The writers have come up with a believable fantasy that whisks you back to the game with tremendous passion, humour and originality.
The four adult actors, Jack Black, Dwayne Johnson, Kevin Hart and Karen Gillan, give fantastic portrayals of juveniles thrust into adulthood and coming of age.
Indeed, I would claim that these are probably the best performances they have ever given.
This is far and away the best family film of the season, if not the year.
I would go so far as to say, this beats the pants off Star Wars (and I am an avid Star Wars fan).
So for my best family film of 2017, the full 5 stars out of five.
Yet another superhero movie, Justice League, hit our cinema this weekend. It follows the standard format of the undefeatable villain of the week threatens the world only to be defeated by one or more heroes. There are all the CGI bangs and whistles to draw in the massive following these films attract and produce huge fortunes for the studios.
Sadly this is not one of the best by quite a margin.
There is too much squeezed into the story.
There are three new characters being introduced into the franchise. They may be long established in comic book lore but they each get the ‘origin story’ treatment, which slows the narrative to a crawl for the first half of the film.
Having done this, these characters are relegated to supporting roles for the more famous and already successful heroes.
The climax of the film is a fairly standard mass destruction of property, with the villain finally but inevitably defeated.
If this genre of film is your thing then this is a definite 2nd choice compared to Thor: Ragnorok, which is still running in cinemas.
I give this a ‘must try harder’ 2 stars out of five.
This autumn sees the welcome return of the Spiegeltent, venue for GSC’s new production of The Legend of King Arthur.
This brand new play has been written by Caroline Devlin, who has given us a delightful, action packed, humorous and family friendly tale, just right for this time of year.
More than that, she has produced a script befitting the multitalented company, taking and using recognisably Shakespearean plot devises to great effect.
We have the Fool as narrator, babies separated at birth, family treachery, songs, and so forth.
For children, it is a great introduction to the wider world of live drama.
The players are very few in number but, by incredible costume and lighting changes, plus our willing suspension logic, the stage is filled with a massive menage of characters.
A young girl changes to aged monk to soldier in moments and we applaud in delight.
The founders of GSC, Sarah Gobran and Matt Pinches, can be very proud of what they have achieved yet again.
I fully recommend this delightful play to anybody who can get to Guildford before it ends on 5th November.
Truly a 5 star production.
You certainly get value for money from Blade Runner 2049, running at 2 hours 44 minutes.
Fortunately the director has filled that time to great advantage. Weaving a complex and compelling tale, this story is set in same dystopian world of the original Blade Runner.
If you liked the original, this film answers many of the questions raised by the first.

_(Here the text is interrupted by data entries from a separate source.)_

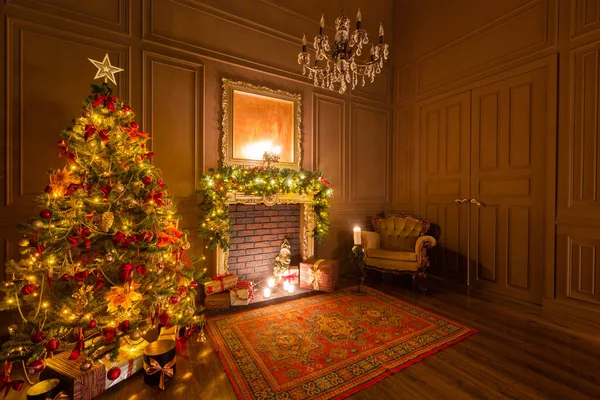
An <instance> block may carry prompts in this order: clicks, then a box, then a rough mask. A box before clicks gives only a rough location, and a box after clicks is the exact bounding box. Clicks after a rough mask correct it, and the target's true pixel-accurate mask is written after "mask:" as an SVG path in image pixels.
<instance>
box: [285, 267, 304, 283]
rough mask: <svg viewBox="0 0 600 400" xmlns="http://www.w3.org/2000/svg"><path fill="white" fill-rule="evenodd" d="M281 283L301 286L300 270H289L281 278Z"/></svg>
mask: <svg viewBox="0 0 600 400" xmlns="http://www.w3.org/2000/svg"><path fill="white" fill-rule="evenodd" d="M281 281H282V282H284V281H288V283H291V284H294V285H299V284H300V268H299V267H289V268H288V270H287V271H286V272H285V274H283V276H282V277H281Z"/></svg>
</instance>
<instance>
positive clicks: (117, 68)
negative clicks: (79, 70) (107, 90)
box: [88, 53, 124, 85]
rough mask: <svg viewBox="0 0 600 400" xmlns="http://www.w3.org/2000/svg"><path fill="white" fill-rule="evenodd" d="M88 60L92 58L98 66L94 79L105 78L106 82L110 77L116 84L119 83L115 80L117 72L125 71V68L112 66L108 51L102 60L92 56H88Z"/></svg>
mask: <svg viewBox="0 0 600 400" xmlns="http://www.w3.org/2000/svg"><path fill="white" fill-rule="evenodd" d="M88 60H90V62H91V63H92V64H94V66H95V67H96V68H98V72H96V76H95V77H94V79H99V78H104V82H106V81H107V79H108V80H110V81H111V82H112V83H114V84H115V85H116V84H117V81H116V80H115V74H116V73H118V72H122V71H124V69H123V68H119V67H114V66H112V65H111V64H110V59H109V58H108V53H106V54H105V55H104V59H103V60H102V62H100V61H96V60H92V59H91V58H88Z"/></svg>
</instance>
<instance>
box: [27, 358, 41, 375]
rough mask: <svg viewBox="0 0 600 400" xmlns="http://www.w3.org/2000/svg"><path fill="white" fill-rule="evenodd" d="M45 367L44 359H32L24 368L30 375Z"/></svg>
mask: <svg viewBox="0 0 600 400" xmlns="http://www.w3.org/2000/svg"><path fill="white" fill-rule="evenodd" d="M45 368H46V361H44V360H34V361H32V362H30V363H29V364H27V366H26V367H25V369H26V370H27V373H28V374H31V375H33V374H39V373H40V372H42V371H43V370H44V369H45Z"/></svg>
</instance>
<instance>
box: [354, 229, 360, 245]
mask: <svg viewBox="0 0 600 400" xmlns="http://www.w3.org/2000/svg"><path fill="white" fill-rule="evenodd" d="M361 243H362V242H361V237H360V228H359V227H358V226H357V227H355V228H354V244H356V245H359V244H361Z"/></svg>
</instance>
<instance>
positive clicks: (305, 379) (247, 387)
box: [207, 287, 477, 399]
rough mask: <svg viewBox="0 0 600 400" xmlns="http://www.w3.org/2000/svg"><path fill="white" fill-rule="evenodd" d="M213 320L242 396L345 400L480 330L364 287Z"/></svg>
mask: <svg viewBox="0 0 600 400" xmlns="http://www.w3.org/2000/svg"><path fill="white" fill-rule="evenodd" d="M364 289H365V291H366V292H367V295H362V296H360V295H356V294H353V293H352V290H353V289H352V288H349V289H345V290H341V291H338V292H334V293H331V294H325V295H319V296H313V297H309V298H305V299H300V300H294V301H290V302H287V303H283V304H279V305H273V306H268V307H263V308H259V309H255V310H249V311H243V312H239V313H234V314H229V315H221V316H217V317H212V318H209V319H208V323H207V327H208V329H207V333H208V335H209V337H210V339H211V340H212V342H213V344H214V345H215V347H216V349H217V353H218V354H219V357H220V358H221V362H222V363H223V366H224V367H225V371H226V372H227V376H228V377H229V380H230V381H231V384H232V385H233V387H234V389H235V392H236V393H237V395H238V398H240V399H275V398H276V399H342V398H345V397H347V396H350V395H351V394H353V393H356V392H358V391H359V390H362V389H364V388H366V387H367V386H370V385H372V384H374V383H376V382H378V381H380V380H382V379H384V378H385V377H387V376H389V375H391V374H393V373H394V372H397V371H399V370H401V369H403V368H406V367H408V366H410V365H411V364H413V363H415V362H418V361H420V360H422V359H424V358H425V357H428V356H430V355H432V354H434V353H435V352H437V351H439V350H442V349H444V348H446V347H448V346H450V345H452V344H455V343H458V342H460V341H461V340H463V339H465V338H467V337H468V336H470V335H472V334H474V333H476V332H477V331H476V330H474V329H471V328H469V327H467V326H465V325H462V324H459V323H458V322H455V321H451V320H449V319H446V318H444V317H441V316H439V315H436V314H433V313H431V312H429V311H426V310H423V309H422V308H418V307H415V306H412V305H410V304H408V303H405V302H403V301H401V300H398V299H396V298H393V297H390V296H387V295H385V294H383V293H381V292H379V291H376V290H373V289H370V288H367V287H365V288H364Z"/></svg>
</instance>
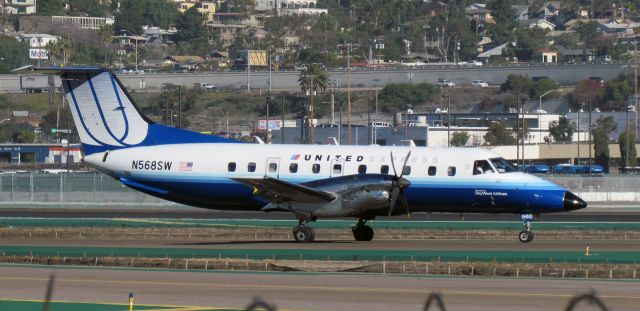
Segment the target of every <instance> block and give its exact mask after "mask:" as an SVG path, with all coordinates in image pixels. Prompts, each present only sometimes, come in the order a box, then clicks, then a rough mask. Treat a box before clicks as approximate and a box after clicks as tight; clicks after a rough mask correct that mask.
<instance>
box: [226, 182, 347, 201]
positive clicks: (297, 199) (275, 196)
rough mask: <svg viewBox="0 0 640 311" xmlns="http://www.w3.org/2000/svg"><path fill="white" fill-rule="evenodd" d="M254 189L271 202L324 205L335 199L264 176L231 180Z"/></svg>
mask: <svg viewBox="0 0 640 311" xmlns="http://www.w3.org/2000/svg"><path fill="white" fill-rule="evenodd" d="M232 179H233V180H235V181H237V182H240V183H243V184H245V185H249V186H251V187H253V188H254V189H256V190H257V191H254V193H256V194H257V195H259V196H262V197H265V198H267V199H268V200H270V201H272V202H286V201H295V202H301V203H325V202H330V201H333V200H335V199H336V195H335V194H333V193H330V192H326V191H320V190H317V189H314V188H310V187H307V186H303V185H299V184H294V183H290V182H286V181H282V180H279V179H275V178H271V177H268V176H265V177H263V178H232Z"/></svg>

Ryan Goslings performance is very good, encapsulating his character very well. It has to be said that the film only comes to life towards the latter part when Harrison Ford appears.
If you haven’t seen or did not like the original, I fear this would not impress you and probably leave you wondering why you bothered.
I would strongly recommend seeing the original first if you have not already done so or just to refresh your memory.
So this is a good, possibly great and definitely cult movie.
As a fan, it gets 4 stars out of five from me.